Biorąc pod uwagę, że start-upy są z natury bardziej elastyczne i dynamiczne niż większe korporacje, mogą szybko reagować na krajobraz rynkowy, który obecnie podlega ciągłym zmianom. Jednak są one oczywiście podatne na pułapki związane z mniejszą liczbą zasobów do dyspozycji i znacznie częściej popadają w bankructwo i upadają. Z tego powodu ważne jest, aby otrzymywały fundusze od inwestorów, zarówno publicznych, jak i prywatnych, aby umożliwić im wykonywanie ich żywotnej pracy, ale status quo w odniesieniu do prawodawstwa UE jest pod tym względem ograniczony.

Potrzebna większa elastyczność finansowania

Biorąc pod uwagę tylko bieżącą sytuację finansową start-upu, KE wyklucza inwestycje państwa w przedsiębiorstwa przynoszące straty, które w dalszej perspektywie mogą okazać się lukratywne i – co najważniejsze – kluczowe w walce z COVID-19. Mając to na uwadze, stworzyła koalicję kilkunastu organów przedstawicielskich start-upów z całej Europy napisany list otwarty do KE, domagający się złagodzenia przepisów, aby umożliwić mniejszym przedsiębiorstwom wykonywanie ich ważnej pracy.
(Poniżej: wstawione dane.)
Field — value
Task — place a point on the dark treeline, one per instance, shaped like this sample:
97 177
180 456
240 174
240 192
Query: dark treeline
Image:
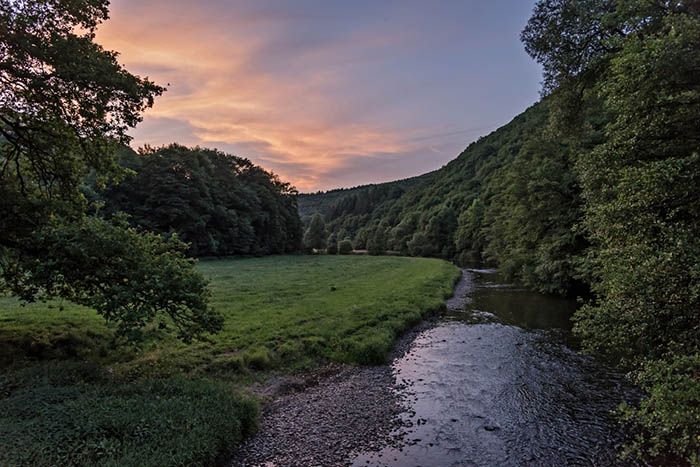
594 192
218 203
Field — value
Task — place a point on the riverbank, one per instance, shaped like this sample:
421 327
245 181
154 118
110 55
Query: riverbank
69 394
482 384
328 416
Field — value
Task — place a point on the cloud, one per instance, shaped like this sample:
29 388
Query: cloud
322 93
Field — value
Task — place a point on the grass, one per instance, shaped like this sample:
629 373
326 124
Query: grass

Firmy te nie proszą o preferencyjne traktowanie, ale po prostu dostęp do tych samych możliwości, z których korzystają wszystkie inne firmy. O ile obecna przewodnicząca KE Ursula von der Leyen traktowała ją poważnie twierdzenie że zmiana napędowa technologii będzie stanowić kluczowy aspekt jej pięcioletniej kadencji, a jeśli blok jako całość chce sfinansować te osoby, które są najlepiej przygotowane do identyfikowania i rozwijania nowych technologii w celu pokonania wirusa i radzenia sobie z jego następstwami, wówczas Komisja powinien wziąć pod uwagę obawy koalicji. Złagodzenie ich wymagań, usprawnienie procesów inwestycyjnych i ułatwienie innowacji to najlepszy sposób na wyjście z koszmaru, w którym uwięziona jest obecnie ludzkość.

Udostępnij ten artykuł:

EU Reporter publikuje artykuły z różnych źródeł zewnętrznych, które wyrażają szeroki zakres punktów widzenia. Stanowiska zajęte w tych artykułach niekoniecznie są stanowiskami EU Reporter.